Abrí la puerta y entré en el local. Como ocurre con todos los restaurantes mexicanos, aquello estaba decorado como si el dueño le hubiera dado a su hijo de cinco años una caja de plastidecor con la única orden de explorar los límites de la gama cromática en paredes y sillas. Puro método Montessori.
Cuando la vi en una mesa del fondo, confirmé mis temores y me pregunté si todavía estaba a tiempo de dar media vuelta y salir pitando de allí con una calavera mexicana en la cabeza. Juro que aquel pensamiento apenas duró una milésima de segundo. Básicamente porque, en ese momento, T. levantó la vista y sonrió. Game over.
Descubrir a mitad de cita que tu match no te gusta es una putada. Pero, ¿qué pasa cuando la cita ni siquiera ha empezado? Aquello se parecía a cuando de pequeña, en la feria de la playa, convencía a mi tía para montarme con los mayores en aquel tronco macabro que daba vueltas centrifugando niños y, a mitad de la cola, me rajaba con el billete en la mano y mi tía me obligaba a entrar: “¿No te habías empeñado? Ahora apechugas”. Opté por la misma estrategia que entonces: cerrar los ojos y esperar que pasara rápido.

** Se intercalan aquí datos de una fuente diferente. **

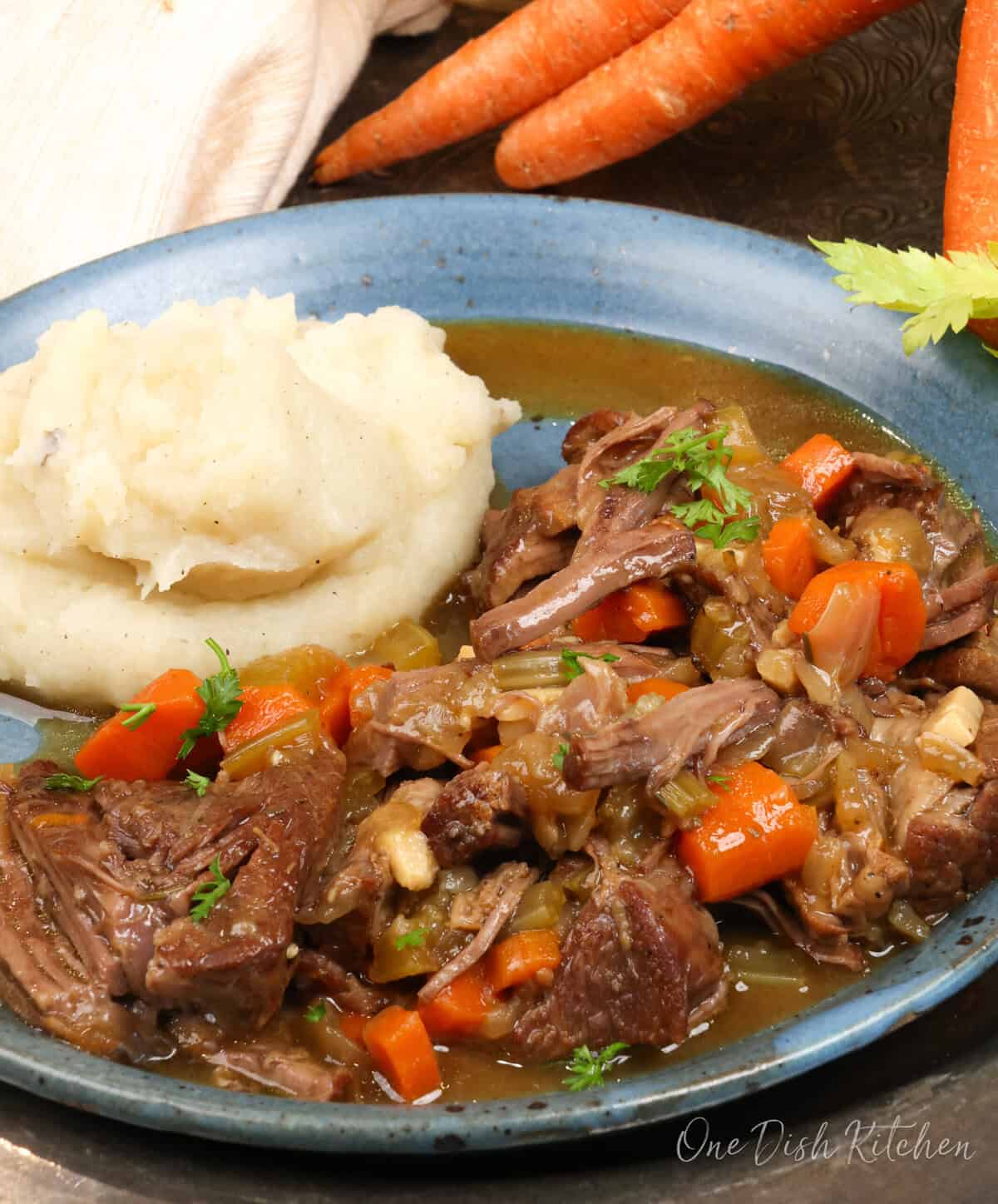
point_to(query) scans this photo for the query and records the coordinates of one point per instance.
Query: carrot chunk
(650, 607)
(148, 750)
(352, 1026)
(902, 618)
(971, 206)
(755, 832)
(462, 1007)
(631, 615)
(519, 957)
(589, 626)
(661, 687)
(263, 707)
(823, 466)
(400, 1047)
(363, 677)
(788, 555)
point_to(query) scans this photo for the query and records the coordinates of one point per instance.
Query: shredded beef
(654, 550)
(532, 537)
(477, 811)
(656, 746)
(640, 965)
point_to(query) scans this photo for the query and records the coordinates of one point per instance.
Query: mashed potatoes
(229, 471)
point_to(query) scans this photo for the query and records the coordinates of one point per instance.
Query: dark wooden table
(850, 144)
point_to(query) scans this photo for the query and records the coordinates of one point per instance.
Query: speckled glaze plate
(568, 261)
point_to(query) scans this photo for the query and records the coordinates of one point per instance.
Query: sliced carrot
(151, 749)
(61, 819)
(971, 207)
(650, 607)
(352, 1024)
(531, 56)
(263, 707)
(756, 831)
(462, 1007)
(788, 555)
(401, 1049)
(823, 466)
(483, 757)
(335, 706)
(902, 624)
(589, 626)
(672, 80)
(661, 687)
(631, 615)
(521, 956)
(902, 618)
(361, 678)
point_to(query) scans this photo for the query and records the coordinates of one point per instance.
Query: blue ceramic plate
(570, 261)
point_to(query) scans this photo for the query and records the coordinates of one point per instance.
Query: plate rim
(842, 1023)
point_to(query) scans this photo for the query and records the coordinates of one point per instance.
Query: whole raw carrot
(672, 80)
(971, 210)
(531, 56)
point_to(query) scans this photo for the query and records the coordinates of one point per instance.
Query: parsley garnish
(210, 894)
(220, 695)
(142, 712)
(571, 667)
(198, 782)
(411, 940)
(586, 1068)
(943, 292)
(72, 782)
(704, 459)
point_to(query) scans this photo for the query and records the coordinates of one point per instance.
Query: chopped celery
(686, 796)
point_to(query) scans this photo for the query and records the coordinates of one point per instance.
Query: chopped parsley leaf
(209, 895)
(411, 940)
(142, 712)
(220, 695)
(571, 667)
(72, 782)
(198, 782)
(702, 459)
(586, 1069)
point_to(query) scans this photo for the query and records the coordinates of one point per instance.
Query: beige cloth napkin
(126, 120)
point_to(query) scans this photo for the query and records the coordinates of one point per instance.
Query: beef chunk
(653, 550)
(658, 744)
(499, 896)
(422, 718)
(477, 811)
(973, 664)
(952, 855)
(607, 512)
(271, 1061)
(962, 608)
(235, 962)
(640, 964)
(317, 970)
(41, 975)
(532, 537)
(590, 429)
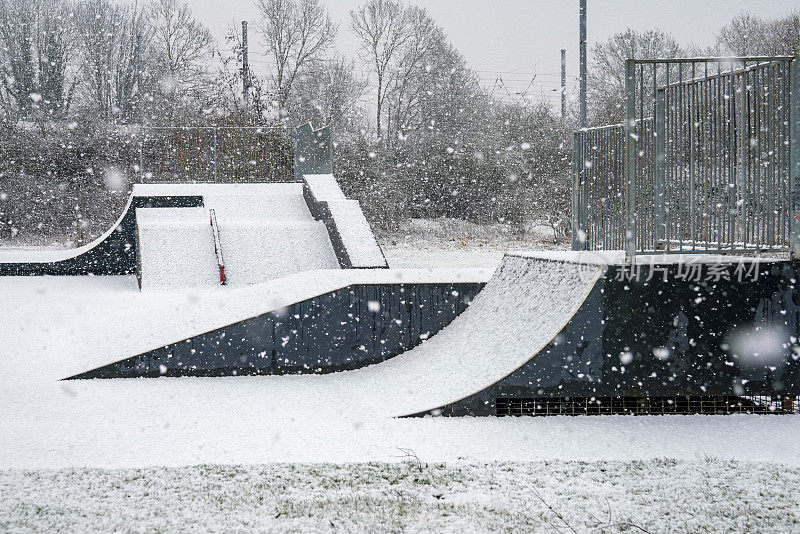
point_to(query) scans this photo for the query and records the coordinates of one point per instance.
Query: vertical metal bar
(741, 156)
(690, 102)
(575, 199)
(794, 159)
(214, 155)
(630, 159)
(660, 162)
(582, 96)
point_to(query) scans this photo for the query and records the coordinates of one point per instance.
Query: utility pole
(563, 84)
(245, 67)
(582, 121)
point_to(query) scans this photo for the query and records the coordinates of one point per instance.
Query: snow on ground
(455, 243)
(703, 495)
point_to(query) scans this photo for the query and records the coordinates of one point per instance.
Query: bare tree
(786, 32)
(180, 43)
(296, 33)
(36, 47)
(607, 72)
(328, 93)
(383, 27)
(745, 35)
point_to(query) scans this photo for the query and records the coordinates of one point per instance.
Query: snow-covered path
(241, 420)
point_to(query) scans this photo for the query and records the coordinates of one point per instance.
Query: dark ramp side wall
(345, 329)
(115, 255)
(642, 336)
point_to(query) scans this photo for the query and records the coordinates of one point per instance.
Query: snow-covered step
(257, 250)
(348, 228)
(176, 248)
(272, 202)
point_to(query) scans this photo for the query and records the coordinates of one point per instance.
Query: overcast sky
(515, 39)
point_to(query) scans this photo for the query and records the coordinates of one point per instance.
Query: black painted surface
(115, 255)
(345, 329)
(690, 325)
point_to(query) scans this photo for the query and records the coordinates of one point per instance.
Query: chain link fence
(705, 161)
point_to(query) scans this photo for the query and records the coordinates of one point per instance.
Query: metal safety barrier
(706, 160)
(218, 248)
(217, 154)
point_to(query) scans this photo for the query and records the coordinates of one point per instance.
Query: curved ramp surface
(522, 308)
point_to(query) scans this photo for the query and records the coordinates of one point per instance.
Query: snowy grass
(552, 496)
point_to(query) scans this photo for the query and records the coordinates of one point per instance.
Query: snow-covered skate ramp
(266, 232)
(175, 248)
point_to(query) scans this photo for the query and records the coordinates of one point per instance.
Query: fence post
(661, 156)
(630, 159)
(794, 159)
(141, 154)
(214, 155)
(576, 197)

Nos dimos dos besos y me senté frente a ella. T. tenía media melena castaña cortada por debajo de las orejas, los ojos como dos grandes almendras verdes y sonrisa amplia y prominente, como si llevara una dentadura postiza dos tallas más grandes. Llevaba una blusa blanca de viscosa con un par de cintas anudadas al cuello, el tipo de blusa que solo se ponen alumnas del campus de ciencias sociales y jurídicas, ejecutivas de cuentas de agencia e Inés Arrimadas.
Me pedí una Modelo Especial y ella un margarita de fresa. Cuando la camarera ya se había dado la vuelta con la comanda, T. volvió a llamarla para precisar con la mano levantada: “Mi margarita, que sea de frooozen fresa”, y abrió mucho la boca en la “o”, marcando las sílabas con perfecto acento americano.

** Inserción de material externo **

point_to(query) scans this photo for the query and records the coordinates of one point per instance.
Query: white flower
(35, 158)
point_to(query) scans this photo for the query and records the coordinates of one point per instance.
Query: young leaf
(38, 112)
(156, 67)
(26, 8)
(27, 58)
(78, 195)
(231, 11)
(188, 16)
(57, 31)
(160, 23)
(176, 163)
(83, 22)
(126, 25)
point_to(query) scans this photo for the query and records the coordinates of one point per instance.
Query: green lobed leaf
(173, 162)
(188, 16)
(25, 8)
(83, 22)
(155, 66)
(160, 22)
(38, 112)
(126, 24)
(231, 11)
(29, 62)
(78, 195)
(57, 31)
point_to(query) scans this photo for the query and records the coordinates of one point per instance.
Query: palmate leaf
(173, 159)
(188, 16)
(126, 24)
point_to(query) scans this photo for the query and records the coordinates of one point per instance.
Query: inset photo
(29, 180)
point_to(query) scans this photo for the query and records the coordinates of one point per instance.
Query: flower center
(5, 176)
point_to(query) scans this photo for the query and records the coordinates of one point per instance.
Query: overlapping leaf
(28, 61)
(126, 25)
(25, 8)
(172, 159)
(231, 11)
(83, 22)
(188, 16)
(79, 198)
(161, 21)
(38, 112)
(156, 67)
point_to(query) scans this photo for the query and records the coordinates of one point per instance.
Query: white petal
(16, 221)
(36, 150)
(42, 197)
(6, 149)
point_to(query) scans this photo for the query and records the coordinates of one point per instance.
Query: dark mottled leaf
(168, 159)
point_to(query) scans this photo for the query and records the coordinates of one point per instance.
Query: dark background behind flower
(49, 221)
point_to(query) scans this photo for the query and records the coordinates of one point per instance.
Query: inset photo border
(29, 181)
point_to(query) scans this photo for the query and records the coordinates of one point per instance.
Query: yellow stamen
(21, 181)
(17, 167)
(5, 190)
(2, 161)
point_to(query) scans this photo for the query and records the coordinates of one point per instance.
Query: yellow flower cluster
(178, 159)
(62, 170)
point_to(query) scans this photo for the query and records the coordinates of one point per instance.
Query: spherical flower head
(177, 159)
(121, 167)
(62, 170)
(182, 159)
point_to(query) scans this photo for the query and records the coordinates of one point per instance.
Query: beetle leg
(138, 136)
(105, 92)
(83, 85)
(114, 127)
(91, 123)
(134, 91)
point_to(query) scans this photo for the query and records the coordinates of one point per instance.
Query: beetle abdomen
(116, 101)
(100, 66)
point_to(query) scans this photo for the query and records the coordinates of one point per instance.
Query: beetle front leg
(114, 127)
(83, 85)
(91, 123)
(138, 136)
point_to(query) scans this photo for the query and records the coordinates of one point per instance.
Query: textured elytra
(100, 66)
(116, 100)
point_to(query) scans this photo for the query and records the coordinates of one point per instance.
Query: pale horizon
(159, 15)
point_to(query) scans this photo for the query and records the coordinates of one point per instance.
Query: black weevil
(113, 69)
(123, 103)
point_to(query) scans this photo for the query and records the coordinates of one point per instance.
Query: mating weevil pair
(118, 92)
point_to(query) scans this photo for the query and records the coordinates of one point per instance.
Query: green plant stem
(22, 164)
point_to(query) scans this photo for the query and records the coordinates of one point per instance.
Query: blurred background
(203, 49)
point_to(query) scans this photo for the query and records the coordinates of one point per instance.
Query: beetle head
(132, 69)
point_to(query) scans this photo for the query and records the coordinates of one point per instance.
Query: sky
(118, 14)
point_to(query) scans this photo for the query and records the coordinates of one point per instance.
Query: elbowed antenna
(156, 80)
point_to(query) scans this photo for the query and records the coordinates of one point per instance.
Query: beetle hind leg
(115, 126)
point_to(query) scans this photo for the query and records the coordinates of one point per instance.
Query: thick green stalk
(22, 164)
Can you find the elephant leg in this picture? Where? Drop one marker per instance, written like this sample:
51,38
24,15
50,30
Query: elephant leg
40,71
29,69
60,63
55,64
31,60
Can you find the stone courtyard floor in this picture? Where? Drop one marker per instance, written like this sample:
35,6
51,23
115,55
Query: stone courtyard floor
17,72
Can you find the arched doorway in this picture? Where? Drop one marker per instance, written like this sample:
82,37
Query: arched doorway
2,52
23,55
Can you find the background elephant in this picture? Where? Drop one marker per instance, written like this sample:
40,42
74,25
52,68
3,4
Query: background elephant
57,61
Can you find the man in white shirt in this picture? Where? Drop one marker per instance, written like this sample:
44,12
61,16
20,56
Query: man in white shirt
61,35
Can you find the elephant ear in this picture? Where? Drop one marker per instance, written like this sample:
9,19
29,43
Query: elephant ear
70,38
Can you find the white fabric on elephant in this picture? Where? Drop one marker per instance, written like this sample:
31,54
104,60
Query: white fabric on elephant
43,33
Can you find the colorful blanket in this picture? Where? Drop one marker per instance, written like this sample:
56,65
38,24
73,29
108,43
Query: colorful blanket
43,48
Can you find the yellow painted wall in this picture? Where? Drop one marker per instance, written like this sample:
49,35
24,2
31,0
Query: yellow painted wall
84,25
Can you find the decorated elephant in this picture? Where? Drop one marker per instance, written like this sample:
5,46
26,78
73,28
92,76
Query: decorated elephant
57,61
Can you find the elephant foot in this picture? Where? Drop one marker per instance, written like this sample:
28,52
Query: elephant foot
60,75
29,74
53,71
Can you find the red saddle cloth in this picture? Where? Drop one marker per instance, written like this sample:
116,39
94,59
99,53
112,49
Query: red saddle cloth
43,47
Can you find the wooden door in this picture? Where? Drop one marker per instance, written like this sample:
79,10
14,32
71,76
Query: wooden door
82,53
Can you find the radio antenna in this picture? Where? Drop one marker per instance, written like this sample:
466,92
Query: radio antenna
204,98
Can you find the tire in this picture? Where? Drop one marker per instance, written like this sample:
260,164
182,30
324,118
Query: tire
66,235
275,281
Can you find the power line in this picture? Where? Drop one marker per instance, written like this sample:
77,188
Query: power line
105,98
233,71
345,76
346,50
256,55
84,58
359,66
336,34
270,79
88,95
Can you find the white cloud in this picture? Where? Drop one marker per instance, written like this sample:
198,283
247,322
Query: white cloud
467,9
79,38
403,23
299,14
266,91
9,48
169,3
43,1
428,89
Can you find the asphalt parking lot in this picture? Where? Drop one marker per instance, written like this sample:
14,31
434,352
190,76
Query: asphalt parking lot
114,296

T. trabajaba en una empresa de márketing. Había estudiado en Monterrey y después en Estados Unidos, donde se sacó un MBA, que es como meterte en ADE pero pagando el equivalente a la entrada de un piso. En su tiempo libre, le molaba currar organizando festivales de música, como el Primavera o el Mad Cool. Ella se encargaba de la gestión artística y aprovisionamiento, que básicamente consiste en asegurarse de que los grupos siempre tengan un pollito de farlopa encima de la mesa.
La camarera llegó con las bebidas, una carta de comida y nos preguntó si pensábamos pedir algo de cena. Siempre que puedo, evito cenar en una primera cita. Compartir mesa con una desconocida con la que previamente has hecho match ya es lo suficientemente incómodo como para añadirle otra variable, con el entrechocar de cubiertos en silencio, la mirada baja, masticar pensando en terminar de masticar y evitar restos de comida entre los dientes. Hay polvos menos íntimos que una cena. Yo me había preocupado por quedar lo suficientemente pronto como para evitar la contingencia, pero T. parecía decidida: bebió un sorbo de su margarita, agarró la carta y dijo: mejor compartimos, ¿no?
Siendo mexicano, era un pecado que no fuera ella quien eligiera la comida. Craso error: después de un vistazo rápido, T. se pidió otro margarita y el plato más caro de la carta: unas gambas flambeadas con tequila, licor de pastis y brandy. Mi única aportación fue preguntar si había extintores cerca.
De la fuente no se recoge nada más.